What is the right way to localize a list of strings? I know that the separator can be localized to a comma or a semi-colon but does the conjunction get localized? If so, what would my format string for an arbitrary length list look like?
Example
"Bat, Cat and Dog". I could use the separator as per locale and construct the LIST as the following:
LIST := UNIT
LISTMID := UNIT SEPARATOR UNIT
LISTMID := LISTMID SEPARATOR UNIT
LIST := UNIT CONJUNCTION UNIT
LIST := LISTMID CONJUNCTION UNIT
Would I have to craft this rule per language?

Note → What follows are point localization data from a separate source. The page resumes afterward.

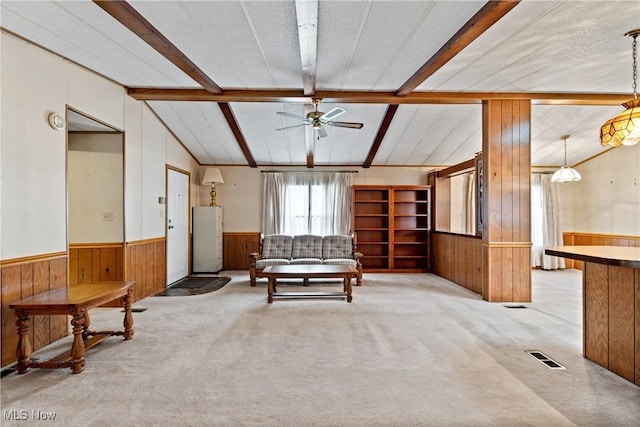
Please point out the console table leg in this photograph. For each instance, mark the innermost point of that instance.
(271, 288)
(128, 317)
(347, 285)
(77, 348)
(23, 350)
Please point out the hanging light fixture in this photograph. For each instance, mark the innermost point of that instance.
(624, 129)
(565, 173)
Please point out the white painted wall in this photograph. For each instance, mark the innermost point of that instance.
(33, 201)
(607, 199)
(95, 188)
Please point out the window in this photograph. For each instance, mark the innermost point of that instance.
(306, 203)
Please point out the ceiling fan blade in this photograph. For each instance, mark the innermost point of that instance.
(345, 125)
(332, 114)
(322, 132)
(293, 116)
(291, 127)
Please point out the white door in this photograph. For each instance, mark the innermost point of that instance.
(177, 225)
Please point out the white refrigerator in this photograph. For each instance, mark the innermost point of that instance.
(207, 239)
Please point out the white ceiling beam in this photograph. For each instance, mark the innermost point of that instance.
(307, 17)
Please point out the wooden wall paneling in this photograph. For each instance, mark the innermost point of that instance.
(507, 242)
(58, 325)
(11, 291)
(40, 324)
(595, 299)
(161, 267)
(622, 322)
(85, 265)
(74, 266)
(237, 247)
(23, 279)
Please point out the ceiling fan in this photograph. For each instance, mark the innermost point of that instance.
(318, 119)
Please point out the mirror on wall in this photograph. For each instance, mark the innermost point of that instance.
(95, 181)
(459, 198)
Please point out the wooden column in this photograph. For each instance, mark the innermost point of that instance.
(506, 237)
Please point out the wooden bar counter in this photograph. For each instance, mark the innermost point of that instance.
(611, 305)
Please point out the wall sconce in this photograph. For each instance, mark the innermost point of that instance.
(565, 173)
(212, 176)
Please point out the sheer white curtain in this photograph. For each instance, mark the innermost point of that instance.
(306, 203)
(545, 222)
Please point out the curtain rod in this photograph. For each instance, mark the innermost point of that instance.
(279, 171)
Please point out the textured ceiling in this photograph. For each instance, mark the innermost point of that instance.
(540, 46)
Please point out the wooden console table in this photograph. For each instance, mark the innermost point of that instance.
(611, 305)
(75, 301)
(306, 272)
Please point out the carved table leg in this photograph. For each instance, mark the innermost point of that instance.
(77, 348)
(23, 350)
(86, 333)
(347, 284)
(128, 317)
(271, 289)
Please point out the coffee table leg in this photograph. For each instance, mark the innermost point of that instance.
(128, 317)
(23, 350)
(270, 289)
(77, 348)
(347, 284)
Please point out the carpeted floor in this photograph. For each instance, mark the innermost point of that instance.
(194, 286)
(410, 350)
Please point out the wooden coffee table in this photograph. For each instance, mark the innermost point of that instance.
(305, 272)
(75, 301)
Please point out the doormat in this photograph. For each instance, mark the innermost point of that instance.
(194, 286)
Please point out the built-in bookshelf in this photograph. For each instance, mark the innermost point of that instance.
(392, 223)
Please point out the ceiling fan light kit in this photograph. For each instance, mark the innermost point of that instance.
(624, 129)
(318, 119)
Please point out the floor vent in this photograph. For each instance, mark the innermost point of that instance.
(136, 310)
(543, 358)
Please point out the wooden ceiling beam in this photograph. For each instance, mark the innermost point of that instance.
(488, 15)
(382, 131)
(307, 17)
(233, 124)
(362, 97)
(124, 13)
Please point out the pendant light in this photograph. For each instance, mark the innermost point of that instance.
(565, 173)
(624, 129)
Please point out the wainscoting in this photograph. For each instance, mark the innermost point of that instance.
(572, 238)
(237, 247)
(21, 278)
(458, 258)
(101, 262)
(142, 261)
(146, 264)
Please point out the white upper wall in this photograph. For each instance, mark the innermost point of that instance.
(607, 199)
(241, 194)
(33, 202)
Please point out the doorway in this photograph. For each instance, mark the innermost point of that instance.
(177, 225)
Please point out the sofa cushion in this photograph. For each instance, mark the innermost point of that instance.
(262, 263)
(307, 246)
(277, 246)
(341, 261)
(337, 246)
(298, 261)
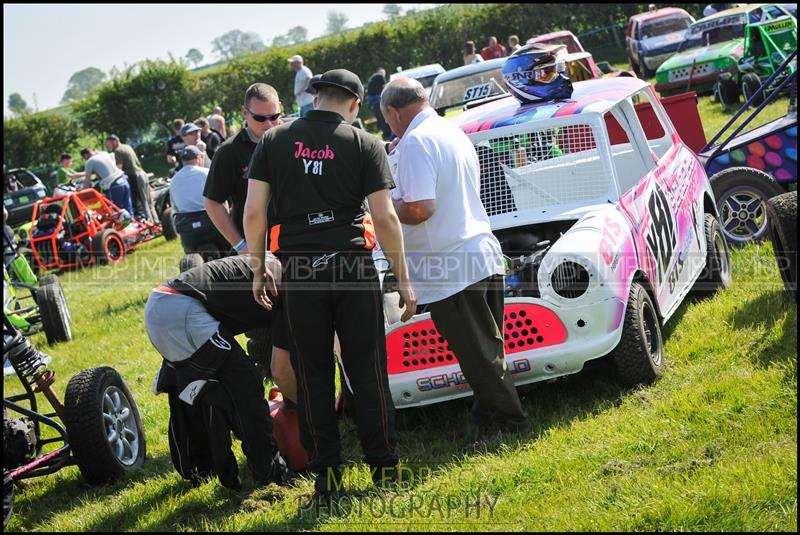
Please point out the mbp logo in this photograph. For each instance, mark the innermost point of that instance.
(661, 237)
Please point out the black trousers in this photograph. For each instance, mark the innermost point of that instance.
(342, 295)
(472, 323)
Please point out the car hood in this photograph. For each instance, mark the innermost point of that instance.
(701, 55)
(661, 43)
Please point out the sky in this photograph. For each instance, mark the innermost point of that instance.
(45, 44)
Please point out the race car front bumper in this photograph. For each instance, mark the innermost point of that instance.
(542, 342)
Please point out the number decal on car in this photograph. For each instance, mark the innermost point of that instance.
(477, 91)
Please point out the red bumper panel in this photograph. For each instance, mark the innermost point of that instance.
(420, 346)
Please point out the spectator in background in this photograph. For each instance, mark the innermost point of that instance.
(190, 133)
(302, 79)
(374, 87)
(217, 122)
(437, 200)
(210, 137)
(113, 181)
(66, 173)
(493, 50)
(192, 222)
(127, 160)
(174, 146)
(470, 54)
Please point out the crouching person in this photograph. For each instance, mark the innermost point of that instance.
(213, 387)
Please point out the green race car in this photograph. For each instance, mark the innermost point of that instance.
(730, 50)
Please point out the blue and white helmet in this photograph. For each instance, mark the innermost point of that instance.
(536, 72)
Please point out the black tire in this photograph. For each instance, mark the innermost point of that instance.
(95, 406)
(639, 356)
(190, 261)
(741, 194)
(716, 274)
(108, 247)
(168, 224)
(727, 89)
(259, 348)
(53, 310)
(782, 215)
(750, 84)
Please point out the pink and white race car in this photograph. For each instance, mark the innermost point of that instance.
(607, 221)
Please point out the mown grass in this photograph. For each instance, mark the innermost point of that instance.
(711, 446)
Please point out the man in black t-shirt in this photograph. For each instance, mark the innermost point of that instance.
(316, 172)
(192, 320)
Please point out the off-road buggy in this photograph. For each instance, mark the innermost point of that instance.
(97, 426)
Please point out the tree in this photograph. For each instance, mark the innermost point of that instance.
(17, 104)
(81, 84)
(337, 21)
(194, 56)
(237, 43)
(297, 35)
(392, 10)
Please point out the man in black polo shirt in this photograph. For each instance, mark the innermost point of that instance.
(226, 183)
(317, 171)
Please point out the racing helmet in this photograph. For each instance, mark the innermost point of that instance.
(536, 72)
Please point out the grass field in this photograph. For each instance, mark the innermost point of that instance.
(711, 446)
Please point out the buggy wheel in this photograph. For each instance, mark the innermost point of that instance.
(53, 309)
(741, 194)
(716, 274)
(750, 84)
(108, 247)
(782, 217)
(168, 224)
(639, 356)
(103, 424)
(727, 90)
(190, 261)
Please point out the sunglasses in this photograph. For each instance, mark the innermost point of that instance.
(262, 118)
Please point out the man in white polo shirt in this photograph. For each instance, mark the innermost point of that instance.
(455, 262)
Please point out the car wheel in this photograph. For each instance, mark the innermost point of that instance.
(190, 261)
(727, 90)
(750, 84)
(103, 424)
(782, 217)
(108, 247)
(168, 224)
(53, 309)
(639, 356)
(716, 274)
(741, 194)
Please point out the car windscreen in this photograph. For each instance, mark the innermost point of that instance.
(653, 28)
(459, 91)
(18, 180)
(714, 31)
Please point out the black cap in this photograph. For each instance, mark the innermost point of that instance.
(343, 79)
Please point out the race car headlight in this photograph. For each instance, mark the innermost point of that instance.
(570, 280)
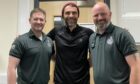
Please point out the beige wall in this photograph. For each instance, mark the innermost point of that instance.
(54, 9)
(11, 21)
(8, 29)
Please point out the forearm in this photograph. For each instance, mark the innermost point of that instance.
(132, 79)
(11, 77)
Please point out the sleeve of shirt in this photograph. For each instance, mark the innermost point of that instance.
(51, 34)
(127, 43)
(16, 49)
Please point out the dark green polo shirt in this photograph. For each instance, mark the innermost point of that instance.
(108, 55)
(34, 56)
(72, 66)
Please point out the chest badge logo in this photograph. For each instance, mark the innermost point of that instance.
(110, 40)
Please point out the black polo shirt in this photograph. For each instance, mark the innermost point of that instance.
(108, 55)
(34, 56)
(72, 66)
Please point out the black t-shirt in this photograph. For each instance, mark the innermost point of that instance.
(72, 66)
(34, 56)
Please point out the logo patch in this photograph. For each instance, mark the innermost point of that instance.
(110, 40)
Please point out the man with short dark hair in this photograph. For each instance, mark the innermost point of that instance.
(72, 66)
(30, 53)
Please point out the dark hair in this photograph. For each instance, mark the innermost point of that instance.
(70, 4)
(37, 10)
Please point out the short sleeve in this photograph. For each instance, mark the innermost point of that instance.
(127, 43)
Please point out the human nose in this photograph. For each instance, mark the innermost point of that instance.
(100, 16)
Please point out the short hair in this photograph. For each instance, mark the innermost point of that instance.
(72, 5)
(37, 10)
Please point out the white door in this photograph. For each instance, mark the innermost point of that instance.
(126, 13)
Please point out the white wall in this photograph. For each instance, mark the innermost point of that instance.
(8, 29)
(13, 18)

Any libraries available to help with this?
I came here looking for an answer to the same question, and ended up doing more googling, which found this: http://icu-project.org/apiref/icu4j/com/ibm/icu/text/ListFormatter.html
The class takes Parameters two
, start
, middle
, and end
:
So, for English, that would be:
- TWO := "{0} and {1}"
- START := "{0}, {1}"
- MIDDLE := "{0}, {1}"
- END := "{0} and {1}"
I wrote a quick Lua demonstration for how I imagine this works:
function list_format(words, templates)
local length = #words
if length == 1 then return words[1] end
if length == 2 then
return replace(replace(templates['two'], '{0}', words[1]),
'{1}', words[2])
end
local result = replace(templates['end'], '{1}', words[length])
while length > 3 do
length = length - 1
local mid = replace(templates['middle'], '{1}', words[length])
result = replace(result, '{0}', mid)
end
result = replace(result, '{0}', words[2])
result = replace(templates['start'], '{1}', result)
result = replace(result, '{0}', words[1])
return result
end
function replace(template, index, text)
str, _ = string.gsub(template, index, text)
return str
end
local english = {
["two"] = "{0} and {1}",
["start"] = "{0}, {1}",
["middle"] = "{0}, {1}",
["end"] = "{0} and {1}"
}
print(list_format({"banana"}, english))
print(list_format({"banana", "apple"}, english))
print(list_format({"banana", "apple", "mango"}, english))
print(list_format({"banana", "apple", "mango", "pineapple"}, english))
It should be trivial to adapt this for other languages.